Don't be misled by the title of Susan Cramm's new book, "8 Things We Hate About IT." In this case, the "We" refers to both business and IT leaders. According to Cramm, both business lines and IT departments "hate" the same things about IT. The two groups may see the problems in different ways, but both are frustrated with the IT system that exists in most organizations. One CIO of a Fortune 200 company even described IT to Cramm as a "sucking vortex."

Cramm, president of executive-coaching and development firm Valuedance, is your friend. A former CFO and CIO, she understands both the business and IT perspectives. In her introduction, she cheerfully informs the reader that the book is "mostly focused on nagging you, the business leader." For leaders experienced in technology management, the book can help them educate their team and improve their relationship with IT. For those inexperienced in managing technology, "8 Things" can serve as a guide to IT fundamentals and provide a foundation for determining their expectations of their teams and of IT.

Finally, she says, the purpose of her book is for you, the IT executive, to share with your colleagues on the business side. If your business counterparts want IT to be better, this is the book that tells them, "Help me help you." Indeed, Cramm is unapologetic about the responsibility of business people to be "IT smart" and cites a recent survey that found only 27 percent of business leaders meet that standard. And it is the "IT-dumb" who have the worst relationships with IT and are dissatisfied with the service they get.

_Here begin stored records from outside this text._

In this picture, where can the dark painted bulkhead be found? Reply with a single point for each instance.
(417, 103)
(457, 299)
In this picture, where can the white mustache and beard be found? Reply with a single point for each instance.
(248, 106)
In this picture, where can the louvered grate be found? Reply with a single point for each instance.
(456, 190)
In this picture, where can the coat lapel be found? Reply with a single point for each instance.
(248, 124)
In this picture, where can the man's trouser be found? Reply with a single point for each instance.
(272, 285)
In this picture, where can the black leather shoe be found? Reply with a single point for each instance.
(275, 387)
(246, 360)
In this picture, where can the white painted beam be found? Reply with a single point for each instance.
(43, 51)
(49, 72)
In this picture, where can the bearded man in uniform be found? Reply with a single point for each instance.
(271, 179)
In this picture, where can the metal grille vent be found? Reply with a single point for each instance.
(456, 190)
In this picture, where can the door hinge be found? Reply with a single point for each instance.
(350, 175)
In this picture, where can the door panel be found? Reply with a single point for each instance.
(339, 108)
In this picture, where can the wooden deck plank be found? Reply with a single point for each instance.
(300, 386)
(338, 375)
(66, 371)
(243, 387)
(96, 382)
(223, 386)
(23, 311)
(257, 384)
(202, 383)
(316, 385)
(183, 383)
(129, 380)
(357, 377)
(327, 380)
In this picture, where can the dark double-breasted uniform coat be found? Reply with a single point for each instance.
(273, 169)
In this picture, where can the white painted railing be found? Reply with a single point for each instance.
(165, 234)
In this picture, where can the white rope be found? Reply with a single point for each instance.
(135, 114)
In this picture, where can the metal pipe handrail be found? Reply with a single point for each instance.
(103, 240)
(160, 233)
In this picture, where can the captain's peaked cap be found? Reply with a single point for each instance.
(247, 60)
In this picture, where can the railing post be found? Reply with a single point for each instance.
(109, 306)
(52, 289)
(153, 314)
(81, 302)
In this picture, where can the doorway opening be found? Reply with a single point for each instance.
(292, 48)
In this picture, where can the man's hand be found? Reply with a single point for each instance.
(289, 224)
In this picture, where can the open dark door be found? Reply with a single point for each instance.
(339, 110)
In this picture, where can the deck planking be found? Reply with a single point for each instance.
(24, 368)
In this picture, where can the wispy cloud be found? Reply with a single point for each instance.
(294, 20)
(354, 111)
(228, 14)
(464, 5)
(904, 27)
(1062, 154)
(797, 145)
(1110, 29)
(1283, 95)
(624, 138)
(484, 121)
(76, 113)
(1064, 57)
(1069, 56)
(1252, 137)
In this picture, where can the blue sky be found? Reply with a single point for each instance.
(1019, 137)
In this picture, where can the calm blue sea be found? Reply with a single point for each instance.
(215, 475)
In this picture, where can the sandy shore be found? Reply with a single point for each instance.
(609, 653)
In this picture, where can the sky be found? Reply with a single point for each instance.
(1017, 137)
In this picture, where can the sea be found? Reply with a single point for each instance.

The book's ultimate offering is a new paradigm for the business-IT relationship, which she reaches by addressing the top IT hates. What do we hate? Cramm poses each issue as a pair of complaints, one from the IT perspective and the other from the business side:

  • Service or Control
  • Business: IT is overly bureaucratic and control freakish.
    IT: The business side makes silly, unsound requests without a clue about impact.

  • Results or Respect
  • Business: IT is full of condescending techies who don't listen.
    IT: Business treats IT like untrustworthy hired help (hired help that they may believe to be magicians).

  • Tactics or Strategy
  • Business: IT is reactive, not proactive.
    IT: Business doesn't include IT in planning.

  • Expense or Investment
  • Business: Hates when IT proposes luxury over good-enough.
    IT: Business only cares about costs, not value.

  • Quickness or Quality
  • Business: IT doesn't deliver on time.
    IT: What's "on time"? Business is always changing its mind.

  • Customization or Standardization
  • Business: IT doesn't get what the business really needs.
    IT: Business wants everything -- now -- without much thought to ROI.

  • Innovation or Bureaucracy
  • Business: IT doesn't get behind innovation.
    IT: Business doesn't get IT systems.

  • Greatness or Goodness
  • Business: IT gets in the way of business change.
    IT: It's always something. Business is never happy with IT.

Cramm then takes those "ors" and turns them into "ands," offering a way for the two sides to resolve their differences. For instance, in a rehabilitated business-IT relationship, business leaders get results and IT gets respect.